JP 2009-108006 A JP 2006-223611 A JP-A-3-85160

  Therefore, as a means for applying to the base material, for example, a method capable of efficiently applying a coating liquid to a necessary portion, such as a droplet jet method, can be applied efficiently. It is possible to reduce the manufacturing cost of the medicine.

  However, in the above-described droplet jet method, a large number of nozzles that eject droplets of the coating liquid are provided in the ejection head, but some of these nozzles may become non-ejected due to clogging or the like. When the chemical liquid is applied onto the base material by the discharge head (discharge portion) in which non-discharge occurs in a part of the nozzle in this way, a coating defect is generated in which the chemical liquid is not applied within a necessary portion on the base material.

  The patch having the coating defect as described above becomes a defective product due to the reason that the aesthetic appearance is impaired, and there arises a problem that the yield is lowered.

  In view of the above points, an object of the present invention is to provide a chemical solution application apparatus and a chemical solution application method capable of improving the use efficiency of a chemical solution, reducing the manufacturing cost of the patch, and improving the yield. It is to provide.

  The invention according to claim 1 (medical solution applying apparatus) discharges a chemical solution containing a drug as a droplet toward a base material relatively moving in the first direction, and is arranged along a second direction intersecting the first direction. A discharge unit having a plurality of nozzles, and gas supply means for supplying a gas toward the chemical solution discharged by the discharge unit and adhering to the surface of the substrate, and causing the chemical solution to flow in a direction along the surface of the substrate And.

  According to a second aspect of the present invention, in the chemical liquid coating apparatus according to the first aspect, the state detection means for detecting the application state of the chemical liquid discharged by the discharge portion and attached to the surface of the substrate, and the detection result by the state detection means. And control means for controlling whether or not gas is supplied from the gas supply means.

  The invention according to claim 3 (chemical solution coating method) is directed to a medicine from a discharge part having a plurality of nozzles arranged along a second direction intersecting the first direction toward a base material relatively moving in the first direction. And a gas supply step of supplying a gas toward the chemical liquid discharged by the discharge unit and adhering to the surface of the base material, and causing the chemical liquid to flow in a direction along the surface of the base material. It is characterized by including these.

  According to a fourth aspect of the present invention, in the chemical liquid application method according to the third aspect, after the chemical liquid discharge step, prior to the gas discharge step, the state of detecting the application state of the chemical liquid discharged by the discharge portion and attached to the surface of the substrate A detection step is further included, and it is determined whether or not to execute the gas supply step based on the detection result of the state detection step.

  According to the invention according to any one of claims 1 to 4, the use efficiency of the chemical solution can be improved, the manufacturing cost of the patch can be reduced, and the yield can be improved.

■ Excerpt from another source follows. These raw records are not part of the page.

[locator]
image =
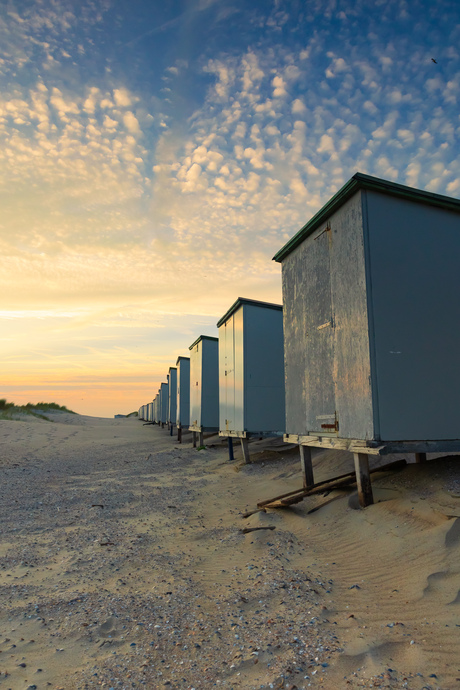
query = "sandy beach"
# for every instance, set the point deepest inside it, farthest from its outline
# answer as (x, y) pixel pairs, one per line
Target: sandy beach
(123, 565)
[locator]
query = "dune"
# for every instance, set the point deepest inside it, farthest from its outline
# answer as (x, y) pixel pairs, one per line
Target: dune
(124, 564)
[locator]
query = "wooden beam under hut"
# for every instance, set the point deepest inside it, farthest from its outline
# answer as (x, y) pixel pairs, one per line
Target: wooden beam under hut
(343, 481)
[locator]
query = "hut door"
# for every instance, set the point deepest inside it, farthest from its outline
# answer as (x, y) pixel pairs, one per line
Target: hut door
(320, 387)
(229, 375)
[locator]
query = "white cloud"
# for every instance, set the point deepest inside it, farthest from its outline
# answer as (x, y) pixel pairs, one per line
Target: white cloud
(279, 87)
(122, 98)
(131, 123)
(298, 106)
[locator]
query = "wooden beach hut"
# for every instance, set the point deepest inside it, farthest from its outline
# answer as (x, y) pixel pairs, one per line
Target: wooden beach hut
(164, 403)
(204, 386)
(371, 344)
(172, 402)
(157, 407)
(183, 395)
(251, 371)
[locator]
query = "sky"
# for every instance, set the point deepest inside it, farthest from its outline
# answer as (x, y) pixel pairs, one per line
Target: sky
(155, 155)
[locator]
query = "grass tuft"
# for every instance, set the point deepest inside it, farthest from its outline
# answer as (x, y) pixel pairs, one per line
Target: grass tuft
(9, 410)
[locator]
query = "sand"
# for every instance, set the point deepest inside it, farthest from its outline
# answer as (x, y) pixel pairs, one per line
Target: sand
(123, 565)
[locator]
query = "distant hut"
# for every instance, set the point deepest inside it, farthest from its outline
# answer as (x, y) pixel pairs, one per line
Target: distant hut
(172, 402)
(204, 386)
(183, 395)
(156, 404)
(164, 404)
(371, 345)
(251, 371)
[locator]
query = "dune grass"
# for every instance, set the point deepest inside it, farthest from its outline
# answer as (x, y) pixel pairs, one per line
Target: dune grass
(9, 410)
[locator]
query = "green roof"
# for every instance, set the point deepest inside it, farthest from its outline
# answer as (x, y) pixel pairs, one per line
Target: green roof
(202, 337)
(357, 182)
(242, 300)
(180, 357)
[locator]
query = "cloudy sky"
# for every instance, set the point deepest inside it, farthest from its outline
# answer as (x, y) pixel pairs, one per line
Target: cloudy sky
(155, 155)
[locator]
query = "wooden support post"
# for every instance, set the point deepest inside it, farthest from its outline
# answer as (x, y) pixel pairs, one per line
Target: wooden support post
(363, 479)
(245, 449)
(307, 467)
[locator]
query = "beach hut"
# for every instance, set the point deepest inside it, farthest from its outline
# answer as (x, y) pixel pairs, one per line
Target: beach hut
(204, 386)
(172, 402)
(157, 407)
(183, 395)
(164, 403)
(371, 345)
(251, 371)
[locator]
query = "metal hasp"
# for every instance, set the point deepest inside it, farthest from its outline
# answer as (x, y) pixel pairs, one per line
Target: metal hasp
(204, 387)
(172, 398)
(371, 343)
(183, 395)
(251, 371)
(164, 403)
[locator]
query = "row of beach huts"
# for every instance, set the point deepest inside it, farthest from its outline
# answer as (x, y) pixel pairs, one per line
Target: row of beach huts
(362, 355)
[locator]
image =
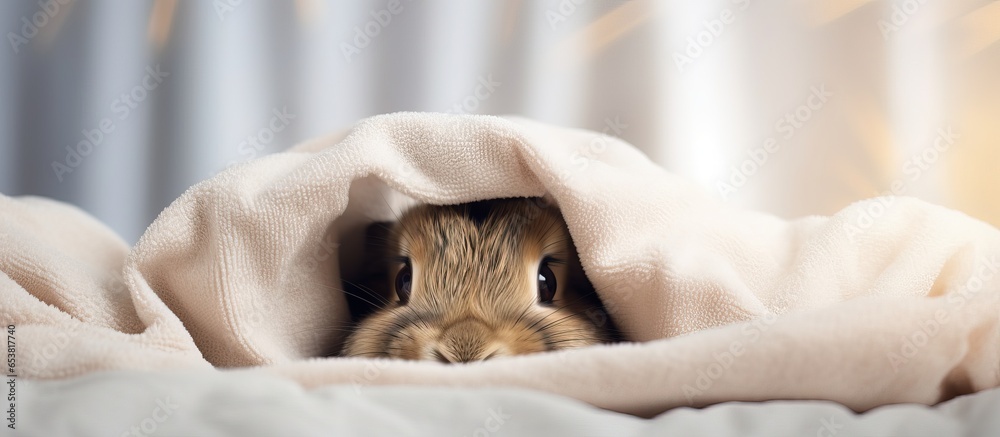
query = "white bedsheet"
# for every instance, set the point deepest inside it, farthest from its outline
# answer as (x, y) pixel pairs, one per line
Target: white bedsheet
(242, 403)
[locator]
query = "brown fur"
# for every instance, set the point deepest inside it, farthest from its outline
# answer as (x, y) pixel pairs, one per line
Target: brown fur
(474, 288)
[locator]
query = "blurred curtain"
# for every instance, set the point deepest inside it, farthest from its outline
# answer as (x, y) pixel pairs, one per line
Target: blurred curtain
(790, 107)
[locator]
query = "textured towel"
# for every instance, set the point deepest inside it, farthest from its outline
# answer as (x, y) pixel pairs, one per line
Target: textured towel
(890, 300)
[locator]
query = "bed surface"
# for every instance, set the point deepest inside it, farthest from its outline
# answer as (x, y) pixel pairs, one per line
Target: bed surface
(251, 404)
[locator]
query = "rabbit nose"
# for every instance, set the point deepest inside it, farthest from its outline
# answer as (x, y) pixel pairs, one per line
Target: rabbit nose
(465, 341)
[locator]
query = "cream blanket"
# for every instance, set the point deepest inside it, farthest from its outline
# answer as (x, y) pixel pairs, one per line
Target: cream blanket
(890, 300)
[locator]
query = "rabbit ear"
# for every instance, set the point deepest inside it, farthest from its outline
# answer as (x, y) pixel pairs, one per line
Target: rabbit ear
(371, 291)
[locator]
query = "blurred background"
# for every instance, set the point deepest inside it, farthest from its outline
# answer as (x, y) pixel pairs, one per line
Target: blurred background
(791, 107)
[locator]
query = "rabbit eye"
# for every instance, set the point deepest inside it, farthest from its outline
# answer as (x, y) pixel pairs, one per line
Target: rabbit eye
(546, 283)
(404, 280)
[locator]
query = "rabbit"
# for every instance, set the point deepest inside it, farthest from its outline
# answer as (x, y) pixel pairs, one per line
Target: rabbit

It is a figure which shows the outline of a principal part structure of the chemical | medical solution coating device 1a which concerns on 1st Embodiment. It is the sectional side view (a) and bottom view (b) of the discharge part 10. It is a flowchart which shows the flow of operation | movement of 1st Embodiment. It is the top view (a) and front view (b) which show the mode of each operation | movement. It is a figure which shows the outline of the principal part structure of the chemical | medical solution coating device 1b which concerns on 2nd Embodiment. It is a flowchart which shows the flow of operation | movement of 2nd Embodiment.

Hereinafter, embodiments of the present invention will be described in detail with reference to the drawings.
<1. First Embodiment>
FIG. 1 is a diagram showing an outline of a main configuration of a chemical liquid coating apparatus 1a according to the present invention. The chemical solution applying apparatus 1a is an apparatus that applies a chemical solution to one side of a belt-like base material to be used as a patch. In FIG. 1, a range surrounded by a two-dot chain line indicates a chemical solution applying apparatus 1 a, and the chemical solution applying apparatus 1 a applies a chemical solution containing a drug to a strip-like base material 72 that has been previously coated with an adhesive.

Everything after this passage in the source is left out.